Даже те закомплексованные личности, что пишут в стол и никому не показывают своих экзерсисов, не могут втайне не мечтать о понимающем читателе. Любая писанина по определению требует, чтобы ее прочли, ведь раз уж ты записал на бумагу что-то, значит, хочешь это сохранить – а зачем? Чтобы самому любоваться? Еще слава Богу, если кого-то останавливает здравая самооценка, но и она не спасает от дурацких мечтаний.

Я в этом смысле оказалась ничем не лучше и не хуже прочих, по той простой причине, что, как сказала Анна Андреевна Ахматова, «нестерпимо больно душе любовное молчанье». И понесла я свои стихи «на смех и поруганье» в литературную студию.

В начале восьмидесятых культуру со всеми ее ветвями у нас не пускали на самотек, да и куда бы ей было течь в небольшом провинциальном городе? Да, преимущество маленьких городов в отсутствии конкуренции, недостаток – в отсутствии альтернативы. Впрочем, конкуренция при отсутствии альтернативы все-таки имеет место быть, а в те годы по советским провинциям всё еще шествовала литература социалистически реалистическая, оптимистическая и политически соответствующая. Чему уж там было соответствовать – социализм начинал тихонько потрескивать по швам, но на периферии старая гвардия стояла насмерть. Да и кому было бы вводить новые культурные ценности в местечковый оборот? Все как сидели в своих кабинетах при Брежневе, так и остались при Андропове, Черненко и Горбачеве. С чего бы вдруг они стали менять свои литературные пристрастия, если таковые у них вообще были? Стало быть, всё то же: лотосы, арбузы, осетры и далее по тексту…

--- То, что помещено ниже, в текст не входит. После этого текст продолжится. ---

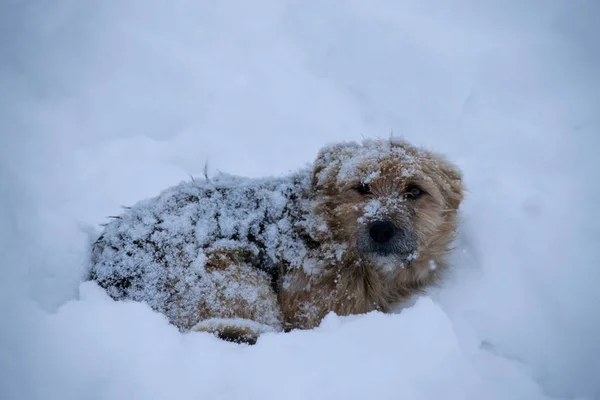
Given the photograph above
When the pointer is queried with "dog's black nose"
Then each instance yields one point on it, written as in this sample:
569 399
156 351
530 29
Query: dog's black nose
382 231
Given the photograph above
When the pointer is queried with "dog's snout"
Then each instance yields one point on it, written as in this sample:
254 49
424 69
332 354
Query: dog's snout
382 231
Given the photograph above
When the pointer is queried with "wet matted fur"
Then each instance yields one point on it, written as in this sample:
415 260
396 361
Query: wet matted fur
365 227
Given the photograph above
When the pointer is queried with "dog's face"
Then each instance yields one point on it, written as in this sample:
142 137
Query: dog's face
391 202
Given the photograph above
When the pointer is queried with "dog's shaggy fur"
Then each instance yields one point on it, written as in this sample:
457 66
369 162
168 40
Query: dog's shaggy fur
365 228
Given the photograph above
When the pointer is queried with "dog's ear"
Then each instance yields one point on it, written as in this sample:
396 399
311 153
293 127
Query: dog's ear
452 186
328 164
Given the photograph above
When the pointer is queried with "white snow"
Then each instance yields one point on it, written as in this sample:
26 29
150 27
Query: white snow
103 104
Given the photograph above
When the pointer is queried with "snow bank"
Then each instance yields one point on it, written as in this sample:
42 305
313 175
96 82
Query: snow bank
106 103
96 348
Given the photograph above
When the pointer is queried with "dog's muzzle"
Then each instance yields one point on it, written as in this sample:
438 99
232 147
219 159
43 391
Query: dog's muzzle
384 238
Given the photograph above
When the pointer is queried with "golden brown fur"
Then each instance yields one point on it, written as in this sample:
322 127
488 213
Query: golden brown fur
376 222
355 285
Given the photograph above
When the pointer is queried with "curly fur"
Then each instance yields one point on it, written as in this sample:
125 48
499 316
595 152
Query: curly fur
281 253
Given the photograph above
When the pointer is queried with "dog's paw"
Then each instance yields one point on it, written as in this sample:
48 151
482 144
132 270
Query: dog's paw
237 330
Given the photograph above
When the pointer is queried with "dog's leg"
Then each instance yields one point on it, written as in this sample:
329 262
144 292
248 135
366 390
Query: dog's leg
236 299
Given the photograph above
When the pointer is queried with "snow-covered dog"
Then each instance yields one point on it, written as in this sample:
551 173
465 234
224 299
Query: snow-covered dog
366 227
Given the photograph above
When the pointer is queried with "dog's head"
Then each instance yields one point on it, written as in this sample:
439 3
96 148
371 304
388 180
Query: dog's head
390 201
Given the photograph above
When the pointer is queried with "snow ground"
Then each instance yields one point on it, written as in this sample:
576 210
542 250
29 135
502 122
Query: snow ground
105 103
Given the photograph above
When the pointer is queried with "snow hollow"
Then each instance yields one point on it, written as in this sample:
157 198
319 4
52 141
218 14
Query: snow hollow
103 104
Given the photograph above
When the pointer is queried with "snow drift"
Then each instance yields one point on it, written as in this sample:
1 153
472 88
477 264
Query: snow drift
104 104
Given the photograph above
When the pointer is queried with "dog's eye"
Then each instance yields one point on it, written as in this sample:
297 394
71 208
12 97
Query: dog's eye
363 188
413 192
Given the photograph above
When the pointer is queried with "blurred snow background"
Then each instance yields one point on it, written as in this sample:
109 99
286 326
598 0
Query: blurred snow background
106 103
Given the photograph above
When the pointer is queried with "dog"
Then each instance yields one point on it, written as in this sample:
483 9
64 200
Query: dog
366 227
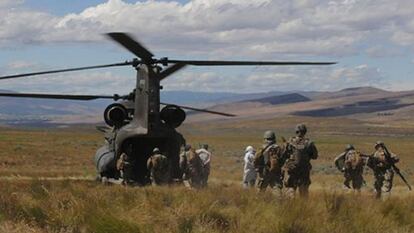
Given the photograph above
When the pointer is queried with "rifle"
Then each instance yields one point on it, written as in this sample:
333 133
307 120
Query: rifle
259 167
395 168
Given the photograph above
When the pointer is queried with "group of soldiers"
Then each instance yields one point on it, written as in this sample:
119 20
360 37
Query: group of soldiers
281 166
194 167
287 166
382 162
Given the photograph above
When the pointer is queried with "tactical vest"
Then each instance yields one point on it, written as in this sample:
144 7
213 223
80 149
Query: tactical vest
381 160
353 160
265 158
195 165
159 163
300 151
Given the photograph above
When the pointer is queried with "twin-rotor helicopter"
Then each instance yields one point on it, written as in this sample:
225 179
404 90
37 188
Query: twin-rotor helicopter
138 122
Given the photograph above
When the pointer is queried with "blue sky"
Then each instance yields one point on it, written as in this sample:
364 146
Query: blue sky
371 39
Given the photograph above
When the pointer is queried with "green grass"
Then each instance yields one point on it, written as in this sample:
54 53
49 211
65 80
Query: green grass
84 206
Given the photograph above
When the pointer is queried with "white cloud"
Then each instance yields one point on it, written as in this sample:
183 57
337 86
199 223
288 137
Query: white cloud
224 28
261 29
279 79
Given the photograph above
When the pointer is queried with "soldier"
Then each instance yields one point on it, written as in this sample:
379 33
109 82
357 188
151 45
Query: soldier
268 163
205 157
249 174
184 160
382 165
192 167
297 167
159 168
124 165
351 163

Что касается моих сложных отношений с современным миром, малопонятных и всегда печальных размышлений, то они относились к тому самому «упадничеству», которое в нашем городе не любили и не печатали.

Где-то в далекой Москве и еще более далеком Ленинграде, который тогда еще не догадывался, что вскоре снова станет Санкт-Петербургом, издавались толстые литературные журналы, воскресали с благословения перестройки засекреченные ранее имена, что-то там бурлило: метаметафористы, концептуалисты, неофутуристы, мета-реалисты, куртуазные маньеристы и всякие митьки. Всё это тоже казалось мне по большей части либо эпатажем, либо вовремя подхваченными и олитературенными веяниями общественной жизни. Вечностью от большинства произведений и авторов и не пахло, но это было движение, дыхание, пульс – пусть неровный, нездоровый, но живой! «Ах, Москва, Москва, ты мой мираж! Может быть, и нет тебя вообще?» – написала я, отчаявшись, а отчаяться было от чего.

«Каспийские зори», «На Волге широкой», «Наши земляки» – так назывались уважающие себя поэтические издания. Других не было и, подозреваю, не предвиделось. Мне точно нечего было там ловить. Я шла на литературную студию с тяжелым сердцем. И все-таки шла, поскольку больше идти было некуда.

Студия называлась с местным колоритом – «Моряна». Я знала, что это такой ветер, но как отличить его от других местных ветров, представляла довольно смутно. Что было такого в этом ветре, что нес он с собой в этот неприбранный город, что должен был пробуждать в поэтически закруженных головах? Впрочем, благозвучие слова как-то оправдывало выбор, намекало на положительность и полезность этого ветра, в отличие, например, от его собрата, называемого старожилами «чамра». Даже не будь чамра ежегодным испытанием нашего терпенья, студию с таким названием представить трудно, хотя впоследствии мне и приходило в голову, что ассоциация с несущимся песком и летящим мусором вполне подходила к какой-то части нашей местной литературы.

Когда-то, во времена оные, студия носила название – «Стрежень». Из-за острова, как говорится, на стрежень… Почему студию переименовали, я не знала. Может, потому что многие путали «стрежень» со «стержнем»? Было и еще одно название – «Глагол», но тут уж я считала, что с тем же успехом можно было называться «Существительным» или «Деепричастием», – учитывая, что с глагольными рифмами мы боролись.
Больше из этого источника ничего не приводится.